What does facility management actually do?

Since 2017 FM has been defined by the ISO as: an “organizational function which integrates people, place and process within the built environment with the purpose of improving the quality of life of people and the productivity of the core business” ISO 41011:2024.

In practical terms, FM ensures that buildings support the people and activities inside them. It connects the physical workplace with the needs of the organization and the individuals using the space.

Ask people outside the profession and the answers often vary. Some associate FM with maintenance. Others think of cleaning, security or building operations.

While these activities are part of the discipline, they do not fully capture its role.

In reality, FM sits at the intersection of people, buildings, and organizational activity, ensuring that environments where work and life take place operate safely, efficiently, and reliably.

Explaining that clearly, however, has never been easy.

FM’s communication gap

One of the persistent challenges in the industry is a communication gap between FM professionals and those outside the field.

When buildings operate smoothly, the systems behind them remain largely invisible. Lighting works, environments stay comfortable, and operations continue without interruption.

Because success often looks effortless, the work behind it is rarely noticed.

This leads to common misconceptions:

  • Executives may see FM mainly as a cost center rather than a contributor to performance.

  • Many professionals discover the field later in their careers, since it is rarely introduced in education.

  • Public perception often associates FM with individual services rather than integrated management.

The result is a profession that is essential to organizations but not always clearly understood.

A simple way to understand FM

At its core, FM exists to support what people do within the built environment.

A simple way to express this idea is:

FM helps someone do something somewhere.

Although intentionally simple, this description captures the essence of the profession.

Consider a few examples:

  • In a hospital, FM ensures operating rooms and infrastructure support safe patient care.

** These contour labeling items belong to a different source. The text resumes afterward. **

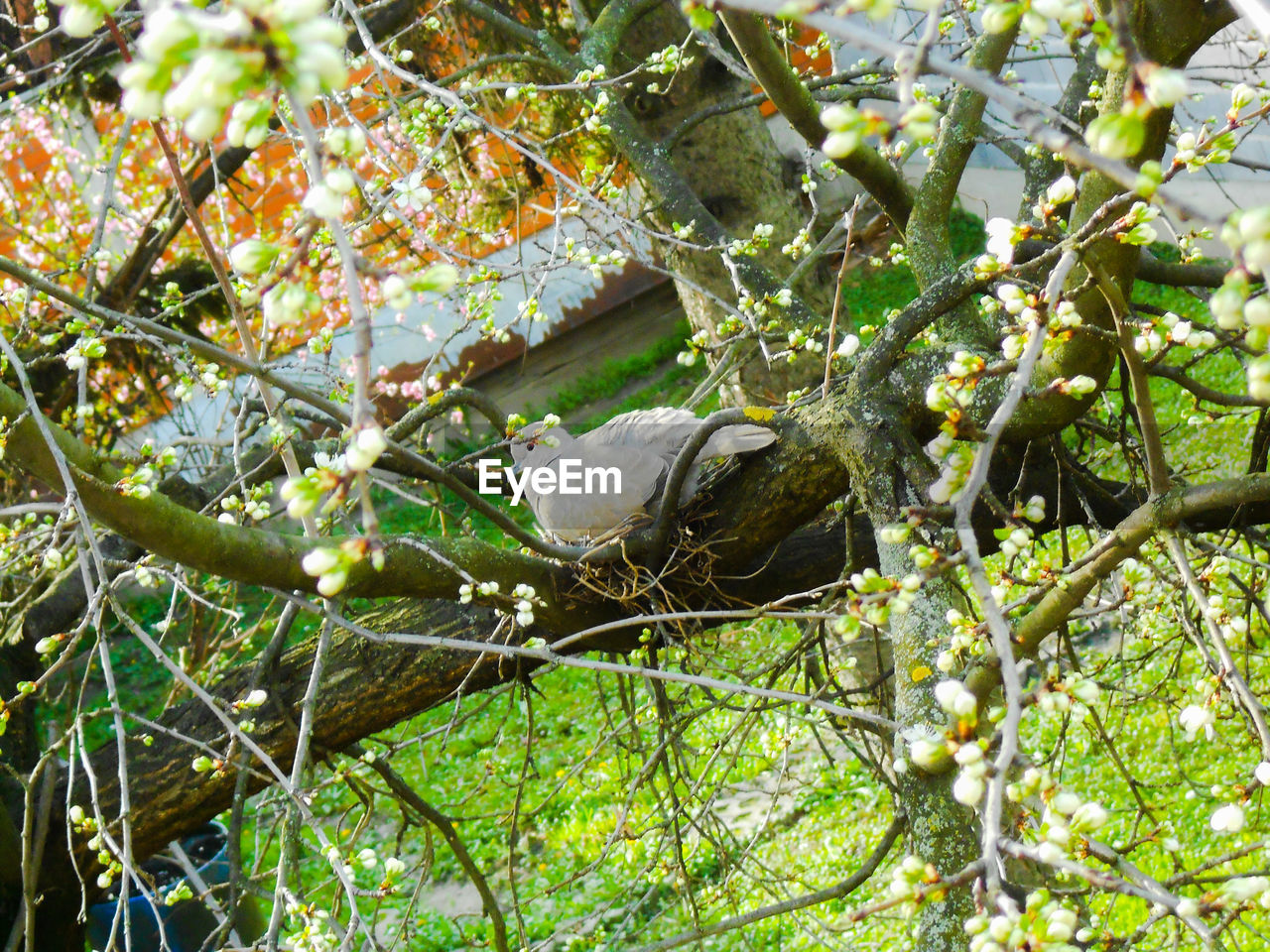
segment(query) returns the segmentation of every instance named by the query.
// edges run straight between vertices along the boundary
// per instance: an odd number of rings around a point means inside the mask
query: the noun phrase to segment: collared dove
[[[572,467],[572,482],[582,486],[580,493],[540,493],[526,480],[525,498],[551,536],[565,542],[598,539],[634,517],[657,512],[679,449],[704,423],[691,410],[632,410],[575,438],[538,420],[512,440],[512,459],[522,473],[531,467],[554,471],[558,487],[564,485],[565,468]],[[683,480],[679,505],[696,495],[707,459],[762,449],[775,439],[771,430],[748,423],[715,430]],[[588,471],[613,468],[621,473],[621,491],[615,491],[612,479],[587,476]]]

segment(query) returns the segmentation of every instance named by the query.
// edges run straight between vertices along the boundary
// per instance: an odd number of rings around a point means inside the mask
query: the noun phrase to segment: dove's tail
[[[762,449],[776,439],[776,434],[763,426],[754,426],[751,423],[738,423],[716,430],[705,447],[701,448],[701,457],[733,456],[734,453],[749,453]]]

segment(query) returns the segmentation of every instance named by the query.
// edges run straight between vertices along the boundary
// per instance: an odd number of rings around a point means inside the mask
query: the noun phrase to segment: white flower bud
[[[974,806],[983,798],[984,783],[982,777],[961,772],[952,783],[952,798],[965,806]]]
[[[1208,825],[1218,833],[1238,833],[1243,829],[1243,807],[1238,803],[1227,803],[1213,812]]]
[[[305,195],[304,207],[319,218],[339,218],[344,212],[344,197],[325,184],[314,185]]]
[[[384,454],[389,443],[378,426],[363,426],[348,444],[345,459],[353,472],[366,472]]]
[[[339,564],[339,551],[334,548],[315,548],[300,560],[305,575],[325,575]]]

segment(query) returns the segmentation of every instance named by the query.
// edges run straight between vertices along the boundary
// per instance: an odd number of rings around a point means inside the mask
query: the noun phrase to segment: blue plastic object
[[[229,831],[224,824],[212,821],[194,833],[182,838],[180,848],[189,856],[190,863],[199,877],[215,890],[224,905],[230,880]],[[132,952],[199,952],[203,942],[216,928],[216,914],[197,897],[187,899],[175,905],[164,905],[164,897],[178,881],[184,880],[180,864],[166,856],[156,856],[141,864],[141,868],[166,885],[159,887],[157,895],[138,894],[136,881],[128,892],[128,933]],[[190,889],[193,883],[190,883]],[[124,919],[119,910],[119,900],[110,899],[89,906],[88,937],[93,948],[99,952],[122,952]],[[155,918],[157,910],[159,918]],[[110,929],[118,914],[114,929],[114,944],[110,946]],[[163,934],[159,932],[163,922]],[[166,944],[165,944],[166,943]]]

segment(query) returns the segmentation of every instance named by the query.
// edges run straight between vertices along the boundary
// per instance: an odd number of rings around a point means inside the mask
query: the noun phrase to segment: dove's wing
[[[525,493],[538,524],[569,542],[598,538],[632,515],[643,514],[644,504],[657,493],[665,475],[665,461],[659,457],[626,447],[579,443],[551,461],[550,467],[556,473],[555,491],[538,494],[526,489]],[[566,477],[568,484],[563,480],[566,461],[574,473]],[[566,485],[578,491],[563,491]]]

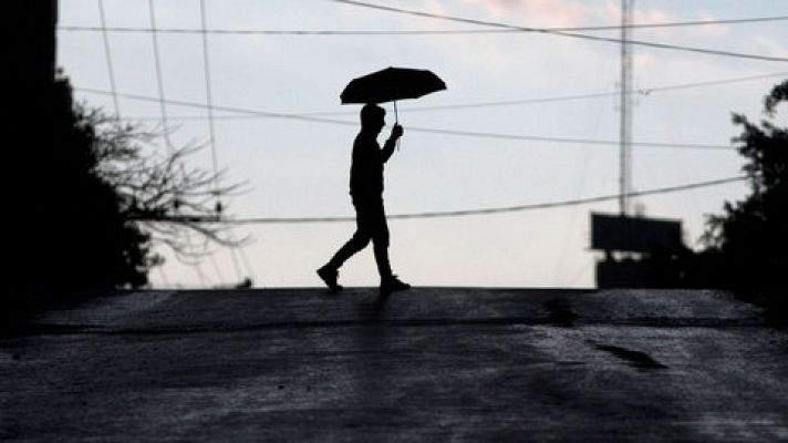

  • In an airport, it ensures passengers move efficiently through terminals while complex systems operate reliably.

  • In an office building, it ensures employees work in an environment that supports productivity, comfort, and safety.

Across these environments, the objective is the same: enabling people to perform their activities in the right place.

When FM works well, the building fades into the background and people focus on their purpose.

Why clear explanations matter for the future of the profession

Explaining FM clearly is more than a communication exercise. It shapes how the profession is understood and valued.

Clear explanations help:

  • attract new talent to the profession

  • communicate value to leadership

  • strengthen the identity of FM within the built environment sector

Facility management sits at the center of how buildings function in daily life.

And in many ways, the discipline can still be summarized with a simple idea:

FM exists to help someone do something somewhere.